Pete Goffe-Wood

March 22, 2017

Egg Tips

Post by Pete

Omelettes:

Always use free-range eggs – happy chickens lay tasty eggs.

Wherever possible use a non-stick pan, otherwise a well-seasoned cast iron pan, but make sure that your frying pan has rounded sides for rolling the omelette.

Whatever your filling, remember that things like spinach, onions or mushrooms should be cooked first – a folded omelette should only generate enough heat inside to melt cheese and warm the rest of the ingredients. So uncooked onions etc. will remain raw.

Make sure the pan is not too hot – a good omelette should have very little colour on the outside. A pan that is too hot will cause the egg to be unpleasant and crispy.

Omelettes should always be a little moist in the centre – hard rubbery, over cooked eggs are a no-no!

When cooking frittata or Spanish tortilla, follow the same rule for cooking the filling first. The reasons are exactly the same as for a traditional or French omelette.

Cooking a frittata is a little more aggressive than cooking a French omelette ­– a little caramelisation on the outside is not undesirable.

After allowing a crust to form in the pan, place the pan into a hot oven (200˚C) but be careful not to leave the frittata in the oven too long as you don’t want it to overcook and dry out. Remember, the egg will continue to cook once you remove it from the oven. Ideally the egg mixture should still be a little wobbly in the centre.

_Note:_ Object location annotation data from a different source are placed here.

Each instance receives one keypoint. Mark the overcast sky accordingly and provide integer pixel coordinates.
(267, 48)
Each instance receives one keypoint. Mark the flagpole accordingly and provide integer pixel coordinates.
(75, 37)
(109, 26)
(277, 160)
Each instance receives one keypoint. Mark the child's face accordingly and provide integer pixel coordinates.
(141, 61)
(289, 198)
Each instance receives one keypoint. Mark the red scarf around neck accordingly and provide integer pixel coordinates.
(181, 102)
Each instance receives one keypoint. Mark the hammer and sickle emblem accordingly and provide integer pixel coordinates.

When turning a frittata out, leave it in the pan for a few minutes if it looks like it may stick. As the frittata steams a little in the pan it will naturally loosen itself and be easier to turn out.

Poached Eggs:

The most important thing about poaching eggs is the freshness of the eggs. The fresher the egg, the more the white congeals or “gels” around the yoke when its broken.

A good freshness test is to put an egg in a glass of water – if it sinks to the bottom, then it is fresh. The older an egg gets, the more air it will absorb through the porous shell – older eggs will either only sink marginally and really old eggs will float.

Older eggs make poaching problematic as the egg white disperses in the water rather than holding together – this is why you should always put a couple of tablespoons of vinegar in the poaching water.

Break each egg into a small coffee cup or dariole mould. This makes it much easier to gently pour the egg into the water rather than dropping it in from breaking it over the water.

The water temperature is also very important when poaching eggs – it should just simmer. Remember, you are not boiling the eggs you want a gentle cooking process that will keep the egg intact.

Always use a slotted spoon when removing the eggs from the water.

There is a trick if you need to make a lot of poached eggs: When you remove the eggs for the poaching liquid, place them in an ice bath so that they cool down immediately. When you need to serve them, simply drop them back into hot water for a few seconds to reheat them. This way you can serve a number of eggs at a time with stressing about poaching multiple eggs at once.